Col. Okan Altınay was forced to retire after a failed coup in July 2016 following which the Turkish government launched a massive purge and removed more than 130,000 civil servants from their posts on the pretext of an anti-coup fight.

Altınay was recalled to duty due to the lack of a sufficient number of officers to serve in the Turkish mission in Libya.

Last month Turkey began sending troops to Libya in support of the internationally recognized government in Tripoli. Turkish President Recep Tayyip Erdoğan said Turkey was starting the deployment of troops to Libya and that it would use diplomatic and military means to ensure stability in its south.

Yeniçağ columnist Batuhan Çolak wrote the story of Altınay in a series of tweets. He said Altınay was forced to retire because he was a Kemalist officer, a term used for followers of the ideals of the founder of modern Turkey, Mustafa Kemal Atatürk.

“Many of our invaluable officers have also been sent to Libya. One of them was Col. Okan Altınay. He was martyred in a bomb attack carried out by the [Khalifa] Haftar group on a Turkish military ship. His body was taken to Turkey and buried without an official funeral ceremony,” tweeted Çolak.

 Çolak’s quiet burial, apparently to avoid attracting public ire, in his hometown of Aydın sparked criticism from his family and colleagues, according to Çolak.

Erdoğan said in a statement on Saturday that “several soldiers” had been killed in Libya and was criticized for downplaying the lives of those soldiers.

Erdoğan and his government are accused of putting the lives of Turkish soldiers at risk by sending them to Libya without any Turkish interests at stake.

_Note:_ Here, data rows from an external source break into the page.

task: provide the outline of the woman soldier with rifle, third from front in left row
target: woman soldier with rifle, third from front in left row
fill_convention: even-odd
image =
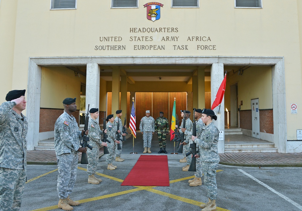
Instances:
[[[107,135],[108,135],[108,140],[111,143],[107,144],[109,154],[107,154],[106,157],[106,162],[108,164],[107,169],[108,170],[115,170],[117,166],[112,164],[112,161],[114,159],[115,155],[115,145],[116,143],[120,143],[120,141],[116,140],[116,132],[121,134],[121,131],[117,129],[117,126],[114,124],[114,118],[113,114],[108,115],[106,118],[107,124],[106,124],[106,129],[107,129]]]

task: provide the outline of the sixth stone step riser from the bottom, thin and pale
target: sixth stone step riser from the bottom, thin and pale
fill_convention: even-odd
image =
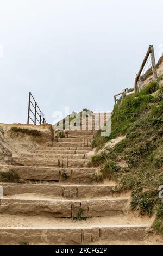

Following his tweets, Çolak said he received many threats from anonymous Twitter users and that attempts were made to hack his Twitter account.

On Sunday the Yeniçağ newspaper announced that the Twitter accounts of Çolak and another journalist from the daily, Murat Ağırel, as well as their e-mail addresses have been hacked.

Last week, presidential spokesperson İbrahim Kalın denied reports of an attack on a Turkish military ship deployed to Libya.